Merge Request Average Lifetime
Purpose
Merge Request Average Lifetime shows an average speed of new changes being incorporated to a master code due to delays on code reviews. The less the better - means less overhead for a development process/team to handle merges.
Terminology alignment
PERF supports multiple variations of GIT, which have a different naming for the piece of code change willing to be merged to some target branch through the process of code review. Just to remove the confusion, this metric represents a holistic approach for:
Type of a GIT | Term |
---|---|
GitLab | Merge request |
GitHub | Pull request |
Bitbucket | Pull request |
Azure DevOps Repos | Pull request |
How metric helps
It allows monitoring aged merge requests, on average, by weeks. Stale merge requests, i.e. which took long time for reviewed and acceptance, usually have a higher cost for a team in comparison with short-living merges. Why? Stale merges require more attention at review and acceptance of a code change - because of higher probability of conflicts with a target branch.
Possible reasons why stale merge requests might appear:
risky merge e.g. due to a not-easy-to-review change or a big change
not enough capacity (or level of engineering culture) in the team to review the code on timely basis
General recommendation is to have the lifetime of merge requests as small as possible.
How metric works
Chart overview
Chart shows Merge Request Average Lifetime in hours (axis Y) by week (axis X). Chart can consist of several series according to a number of branches selected in Project Settings.
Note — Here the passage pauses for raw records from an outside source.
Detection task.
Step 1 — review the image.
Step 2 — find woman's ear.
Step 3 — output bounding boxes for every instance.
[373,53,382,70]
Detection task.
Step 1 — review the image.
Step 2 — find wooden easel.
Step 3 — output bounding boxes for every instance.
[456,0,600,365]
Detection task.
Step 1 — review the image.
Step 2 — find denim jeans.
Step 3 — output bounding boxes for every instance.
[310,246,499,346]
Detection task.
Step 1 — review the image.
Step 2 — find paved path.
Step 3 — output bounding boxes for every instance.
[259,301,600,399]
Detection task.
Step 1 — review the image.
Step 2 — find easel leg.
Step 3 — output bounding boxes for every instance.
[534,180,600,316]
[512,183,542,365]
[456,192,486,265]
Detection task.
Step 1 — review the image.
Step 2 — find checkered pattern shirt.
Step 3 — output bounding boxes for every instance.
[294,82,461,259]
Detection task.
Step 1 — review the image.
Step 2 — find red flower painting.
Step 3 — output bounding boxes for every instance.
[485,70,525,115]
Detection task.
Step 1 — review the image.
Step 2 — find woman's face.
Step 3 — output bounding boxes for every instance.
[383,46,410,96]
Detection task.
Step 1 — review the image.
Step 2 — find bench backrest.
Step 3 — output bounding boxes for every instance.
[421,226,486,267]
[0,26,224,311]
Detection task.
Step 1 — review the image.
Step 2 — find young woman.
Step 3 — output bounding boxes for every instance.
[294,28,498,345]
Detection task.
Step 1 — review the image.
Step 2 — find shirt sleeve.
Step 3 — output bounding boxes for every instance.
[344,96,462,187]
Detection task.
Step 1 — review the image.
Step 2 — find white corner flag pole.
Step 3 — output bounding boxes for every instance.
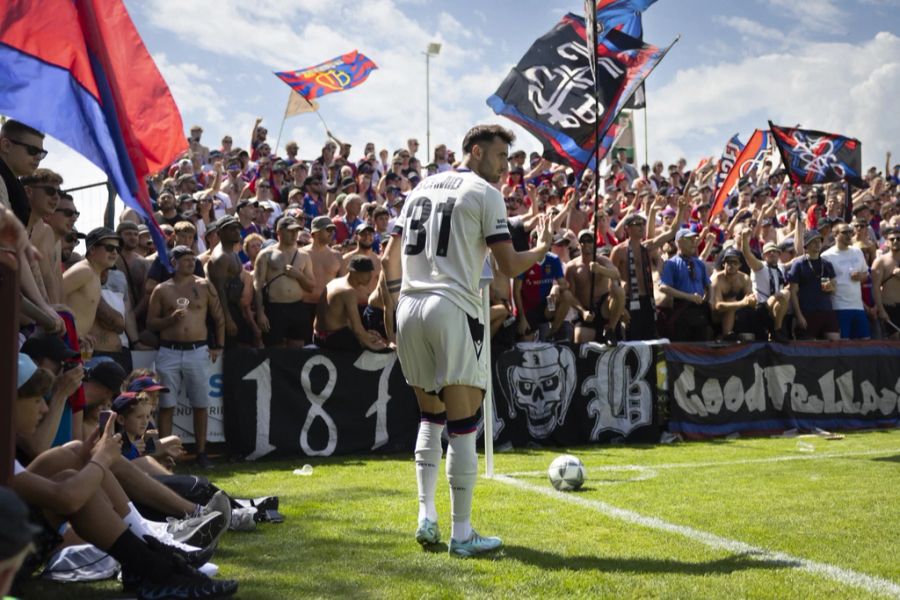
[481,285,494,479]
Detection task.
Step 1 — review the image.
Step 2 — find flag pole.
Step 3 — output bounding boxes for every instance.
[272,89,294,156]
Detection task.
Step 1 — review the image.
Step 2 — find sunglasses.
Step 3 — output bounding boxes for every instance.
[9,139,47,160]
[28,185,63,198]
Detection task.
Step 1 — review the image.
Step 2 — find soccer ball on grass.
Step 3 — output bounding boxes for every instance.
[547,454,584,492]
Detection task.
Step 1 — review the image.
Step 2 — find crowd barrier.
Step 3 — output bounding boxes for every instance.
[135,342,900,460]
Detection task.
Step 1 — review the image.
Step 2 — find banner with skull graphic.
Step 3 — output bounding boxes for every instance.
[493,343,664,447]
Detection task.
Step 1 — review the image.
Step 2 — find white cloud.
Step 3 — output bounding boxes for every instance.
[649,33,900,165]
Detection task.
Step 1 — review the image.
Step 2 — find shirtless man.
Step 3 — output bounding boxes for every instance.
[147,246,225,468]
[872,230,900,339]
[63,227,121,340]
[253,216,316,348]
[303,216,344,339]
[610,197,689,341]
[116,221,150,323]
[314,256,386,351]
[206,215,256,347]
[341,223,381,304]
[22,169,63,305]
[709,248,756,342]
[566,229,625,345]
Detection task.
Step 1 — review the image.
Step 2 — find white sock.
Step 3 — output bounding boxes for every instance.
[416,421,444,521]
[447,432,478,542]
[122,502,156,541]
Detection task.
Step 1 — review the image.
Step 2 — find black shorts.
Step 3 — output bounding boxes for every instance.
[625,296,659,342]
[263,301,312,346]
[362,305,387,339]
[313,327,363,352]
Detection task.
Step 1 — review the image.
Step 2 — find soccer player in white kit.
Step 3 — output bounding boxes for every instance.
[384,125,552,556]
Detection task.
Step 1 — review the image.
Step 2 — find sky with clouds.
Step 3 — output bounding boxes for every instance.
[44,0,900,223]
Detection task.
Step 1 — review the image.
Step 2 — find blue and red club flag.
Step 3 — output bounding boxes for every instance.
[769,121,866,187]
[0,0,187,264]
[275,50,378,101]
[487,14,671,172]
[713,133,744,196]
[709,129,772,220]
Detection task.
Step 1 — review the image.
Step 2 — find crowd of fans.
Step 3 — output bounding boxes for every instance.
[0,115,900,595]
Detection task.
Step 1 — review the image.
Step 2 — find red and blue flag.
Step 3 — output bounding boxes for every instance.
[0,0,187,264]
[275,50,378,100]
[709,129,772,220]
[769,121,866,187]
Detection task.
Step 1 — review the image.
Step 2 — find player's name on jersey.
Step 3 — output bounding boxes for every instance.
[418,175,463,190]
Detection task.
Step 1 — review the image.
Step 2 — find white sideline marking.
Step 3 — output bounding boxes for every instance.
[506,448,900,477]
[493,475,900,598]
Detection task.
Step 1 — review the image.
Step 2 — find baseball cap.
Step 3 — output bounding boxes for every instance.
[16,352,37,389]
[803,229,822,248]
[310,215,335,233]
[348,256,375,273]
[112,392,141,414]
[214,215,241,231]
[20,335,81,362]
[116,221,138,234]
[171,245,194,260]
[87,360,128,392]
[84,227,122,250]
[126,375,169,393]
[0,487,41,561]
[278,216,303,231]
[675,229,697,241]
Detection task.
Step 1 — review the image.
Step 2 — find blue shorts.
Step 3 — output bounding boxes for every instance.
[834,310,872,340]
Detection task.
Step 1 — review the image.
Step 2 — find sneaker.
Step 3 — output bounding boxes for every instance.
[198,490,231,523]
[128,559,238,600]
[196,452,213,470]
[166,512,228,548]
[416,519,441,546]
[144,535,216,568]
[228,508,256,531]
[448,529,503,557]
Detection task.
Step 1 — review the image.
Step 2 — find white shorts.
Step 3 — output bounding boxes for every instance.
[397,294,490,394]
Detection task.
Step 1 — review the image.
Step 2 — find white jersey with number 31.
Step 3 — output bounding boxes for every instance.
[393,171,510,318]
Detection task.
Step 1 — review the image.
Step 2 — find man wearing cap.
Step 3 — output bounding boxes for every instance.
[147,246,225,468]
[253,216,316,348]
[740,228,791,343]
[303,215,343,340]
[206,215,255,346]
[63,227,121,338]
[709,248,756,342]
[610,198,688,341]
[822,222,872,340]
[872,228,900,339]
[17,335,84,458]
[313,256,386,351]
[566,229,625,344]
[333,193,363,246]
[659,229,712,342]
[787,229,840,340]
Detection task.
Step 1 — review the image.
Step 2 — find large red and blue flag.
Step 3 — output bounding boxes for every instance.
[769,121,866,187]
[0,0,187,264]
[275,50,378,100]
[487,14,671,171]
[709,129,772,220]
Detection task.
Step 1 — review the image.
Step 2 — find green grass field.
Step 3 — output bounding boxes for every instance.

Only accepted merge requests take part in this metric. Merge requests pending review are not counted here, no matter how long they stay open.
By click on a series a hint with additional details appears:
Branch - branch name; got from Project settings
Week - time period the series is built for
Merge Requests accepted - number of accepted requests
Average Merge Requests lifetime - lifetime, in hours, for the merge requests accepted during this week
Longest Merge Requests - top 5 merge requests with the longest lifetime at that week
Next to the chart name there is a link to navigate to the GIT repository ('arrow' icon) for further details.
Calculation formula
Tmr = Tmerge - Tcreation
Merge Request Average Lifetime = ∑Tmr/Nmr
where
Tmr - time spent for a merge request
Nmr - number of all merge requests existing
Notices:
Cancelled requests are NOT included in calculation.
Merge requests are distributed between weeks in the chart by their merge date.
RAG thresholds: Red > 240 hours, Green < 120 hours (can be adjusted per project).
Data Source
Data for the metric can be collected from GIT.